Study fails to tie social media with violence

| Updated: December 31, 2017 11:49:43

Study fails to tie social media with violence

Violent extremists use the Internet to attract younger audiences, disseminate contents and foster direct dialogue with young people, a United Nations agency-backed study found, but more research is needed to find out if social media has an effective role in radicalisation.

"Rather than being initiators or causes of violent behaviours, the Internet and social media specifically can be facilitators within wider processes of violent radicalisation," according to a research conducted for the UN Educational, Scientific and Cultural Organisation (Unesco).

The goal of the study was to answer the question: "Does social media lead vulnerable individuals to resort to violence?"

According to the authors, violent radicalisation generally entails a number of tools, and should be seen in the context of other communication platforms and significant social factors, such as the political, social, cultural, economic and psychological causes.

The findings, youth and violent extremism on social media, are based on more than 550 studies in Arabic, English and French which were published in scientific literature and so-called 'grey literature' outside the traditional and publishing channels.

The study also found that the use of social media is meant to foster fear among internet users and to polarise societies, according to UN News Centre.
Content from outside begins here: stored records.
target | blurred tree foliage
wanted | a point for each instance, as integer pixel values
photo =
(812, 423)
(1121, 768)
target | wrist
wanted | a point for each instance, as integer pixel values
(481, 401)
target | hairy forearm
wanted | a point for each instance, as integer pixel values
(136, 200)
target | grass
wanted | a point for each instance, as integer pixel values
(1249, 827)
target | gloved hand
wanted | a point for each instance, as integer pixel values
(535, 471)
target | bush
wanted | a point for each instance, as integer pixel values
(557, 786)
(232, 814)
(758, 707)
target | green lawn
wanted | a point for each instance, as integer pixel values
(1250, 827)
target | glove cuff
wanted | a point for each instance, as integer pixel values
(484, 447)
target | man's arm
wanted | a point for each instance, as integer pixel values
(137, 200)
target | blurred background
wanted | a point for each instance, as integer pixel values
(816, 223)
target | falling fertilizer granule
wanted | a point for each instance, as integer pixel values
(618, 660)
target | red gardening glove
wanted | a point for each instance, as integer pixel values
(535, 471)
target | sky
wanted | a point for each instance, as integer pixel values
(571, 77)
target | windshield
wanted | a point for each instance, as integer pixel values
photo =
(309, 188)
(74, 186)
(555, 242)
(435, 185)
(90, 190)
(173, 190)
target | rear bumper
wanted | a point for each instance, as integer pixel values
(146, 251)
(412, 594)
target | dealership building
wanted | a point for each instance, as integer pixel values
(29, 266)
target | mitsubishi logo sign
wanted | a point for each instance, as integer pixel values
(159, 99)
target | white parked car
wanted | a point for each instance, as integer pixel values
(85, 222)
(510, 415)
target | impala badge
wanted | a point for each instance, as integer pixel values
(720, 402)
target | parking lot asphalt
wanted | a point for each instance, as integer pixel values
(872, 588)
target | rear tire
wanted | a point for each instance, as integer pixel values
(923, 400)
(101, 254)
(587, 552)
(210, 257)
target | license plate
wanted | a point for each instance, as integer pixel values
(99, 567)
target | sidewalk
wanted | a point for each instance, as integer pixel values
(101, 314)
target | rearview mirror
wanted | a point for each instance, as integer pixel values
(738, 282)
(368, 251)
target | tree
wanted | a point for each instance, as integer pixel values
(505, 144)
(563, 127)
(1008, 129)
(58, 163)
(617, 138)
In response, attempts to combat social media use have not proved effective, but could 'damage online freedoms, especially freedom of expression, freedom of information, privacy and the right to association,' the study reported.

Among other points, the authors recommend that governments should recognise the status of women as both actors and targets of online radicalisations, and support greater representation of women.

The study also recommends that news media avoid "fear-mongering, stereotyping, confirmation bias, fake news and the creation of "media panics", and to reassert the importance of media ethics in the face of radicalisation of young people for violent extremism."

With the rapid growth of Internet and social networks in cyberspace, online radicalisation has become a worldwide issue, especially in Asia.

Online radicalisation in Asia was analysed according to four geographic areas-- Central Asia, South Asia, Southeast Asia and East Asia.